Col passare dei giorni di guerra, altre voci, fuori dalla Russia, si sono levate per chiedere la fine del conflitto: sono quelle corali giunte da piazze italiane ed europee gremite e imbandierate, ma sono anche singole voci.

Una è quella del cardinale Jean-Claude Hollerich, presidente del Comece (Commissione delle conferenze episcopali della Comunità europea), che ha inviato una lettera a Kirill, patriarca di Mosca e di tutte le Russie, con la quale lo ha implorato di rivolgere “un urgente appello alle autorità russe, affinché fermino immediatamente le ostilità contro il popolo ucraino e mostrino buona volontà per cercare una soluzione diplomatica al conflitto, consentendo al contempo corridoi umanitari sicuri e accesso illimitato all’assistenza umanitaria”.
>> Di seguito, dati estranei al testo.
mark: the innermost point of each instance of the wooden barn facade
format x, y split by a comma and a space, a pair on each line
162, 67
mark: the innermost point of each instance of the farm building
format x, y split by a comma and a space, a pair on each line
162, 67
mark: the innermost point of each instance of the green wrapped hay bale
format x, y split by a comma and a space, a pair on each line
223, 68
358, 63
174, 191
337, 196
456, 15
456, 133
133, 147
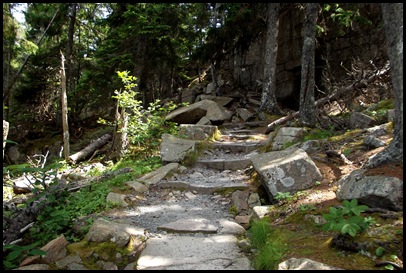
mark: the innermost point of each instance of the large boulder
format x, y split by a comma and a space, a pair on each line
286, 135
174, 149
374, 191
104, 230
198, 132
191, 114
290, 171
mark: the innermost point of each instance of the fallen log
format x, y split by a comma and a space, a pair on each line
356, 85
91, 148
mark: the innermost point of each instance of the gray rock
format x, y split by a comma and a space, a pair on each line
198, 132
116, 199
103, 230
290, 170
374, 191
189, 226
373, 142
171, 252
138, 187
360, 120
304, 264
286, 135
175, 149
157, 175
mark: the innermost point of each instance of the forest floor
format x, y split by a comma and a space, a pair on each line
304, 239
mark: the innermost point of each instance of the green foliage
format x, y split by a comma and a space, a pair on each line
144, 126
307, 207
283, 196
343, 15
318, 134
16, 254
233, 210
347, 219
270, 246
379, 251
259, 232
Un’altra è quella di Maria Ovsyannikova, che durante il tg di prima serata è apparsa alle spalle della conduttrice con il cartello “Fermate la guerra, non credete alla propaganda, qui vi stanno mentendo”. Arresto immediato.
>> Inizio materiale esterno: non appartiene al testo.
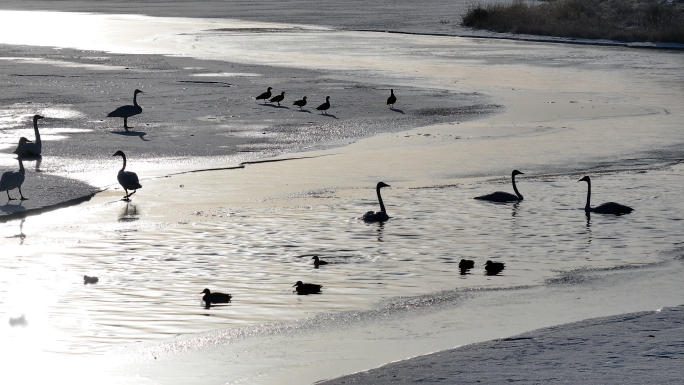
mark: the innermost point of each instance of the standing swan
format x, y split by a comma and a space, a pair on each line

Le altre di cui si può dire possono sembrare piccola cosa, e singolarmente lo sono, ma mai come in questo momento serve credere che la somma di queste singole fiammelle saprà dare vita a una luce tanto forte da squarciare il buio della guerra e della morte. E così, hanno detto il loro no al conflitto alcune note figlie di magnati e uomini politici russi: da Elizaveta Peskova (il padre Dmitry è il portavoce di Putin) a Sofia Abramovich (figlia di Roman ex patron del Chelsea), passando per altre, molto note in patria, che sui loro social hanno definito questa guerra qualcosa di voluto da Putin e non dalla Russia. Ad esse, il 10 marzo, si sono uniti quattro personaggi del peso del filosofo francese Bernard-Henri Levy, lo scrittore Salman Rushdie, il cantante Sting e l’attore Sean Pean, cofirmatari dell’appello “Il destino del mondo si gioca a Kiev”, nel quale esplicitano un decalogo di sanzioni che il mondo occidentale (Ue e Usa) dovrebbe applicare al fine di isolare definitivamente la Russia, colpevole di portare in Europa una guerra che definiscono non solo un’azione militare ma “lo scontro tra due forme di civiltà”.
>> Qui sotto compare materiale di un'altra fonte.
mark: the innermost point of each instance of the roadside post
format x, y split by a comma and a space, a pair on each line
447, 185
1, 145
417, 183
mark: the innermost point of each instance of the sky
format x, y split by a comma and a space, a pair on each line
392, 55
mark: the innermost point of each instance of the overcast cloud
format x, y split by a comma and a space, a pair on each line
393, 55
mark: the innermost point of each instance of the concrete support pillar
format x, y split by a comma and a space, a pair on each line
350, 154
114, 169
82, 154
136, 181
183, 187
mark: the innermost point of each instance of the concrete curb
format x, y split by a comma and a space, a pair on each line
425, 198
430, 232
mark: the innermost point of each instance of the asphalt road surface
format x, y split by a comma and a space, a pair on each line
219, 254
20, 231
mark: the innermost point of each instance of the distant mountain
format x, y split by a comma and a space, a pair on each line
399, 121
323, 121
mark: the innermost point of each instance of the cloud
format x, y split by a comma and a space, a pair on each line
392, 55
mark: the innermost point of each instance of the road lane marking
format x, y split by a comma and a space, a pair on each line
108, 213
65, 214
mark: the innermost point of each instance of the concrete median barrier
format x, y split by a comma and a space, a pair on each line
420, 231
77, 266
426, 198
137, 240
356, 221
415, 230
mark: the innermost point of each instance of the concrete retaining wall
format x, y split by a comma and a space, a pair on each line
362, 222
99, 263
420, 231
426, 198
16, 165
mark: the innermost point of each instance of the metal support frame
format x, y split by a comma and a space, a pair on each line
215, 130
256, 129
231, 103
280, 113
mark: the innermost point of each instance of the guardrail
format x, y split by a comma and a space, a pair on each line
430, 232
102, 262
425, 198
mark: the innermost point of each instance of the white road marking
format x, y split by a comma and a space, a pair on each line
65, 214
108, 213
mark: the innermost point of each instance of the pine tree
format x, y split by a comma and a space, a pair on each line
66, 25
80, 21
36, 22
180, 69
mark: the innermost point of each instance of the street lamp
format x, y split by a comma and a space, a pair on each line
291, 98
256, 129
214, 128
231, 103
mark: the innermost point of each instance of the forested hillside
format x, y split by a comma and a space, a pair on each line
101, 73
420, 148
Lo mettiamo per ultima ma nella storia è la voce che ha pesato più di ogni altra: quella del Papa. Francesco, anche tramite il Segretario di Stato Pietro Parolin, si è messo a servizio della pace, manifestando la disponibilità alle trattative per fermare quella che, domenica 6 marzo, ha definito la pazzia della guerra. E se la guerra è follia, come tale è anche quanto di più lontano ci sia dalla ragione e dalla ragionevolezza. E si sa che – come illustrò Goya in un lontano 1797 intriso di spirito illuministico – “Il sonno della ragione genera mostri”. E’ urgente, urgentissimo, allora risvegliarla al più presto.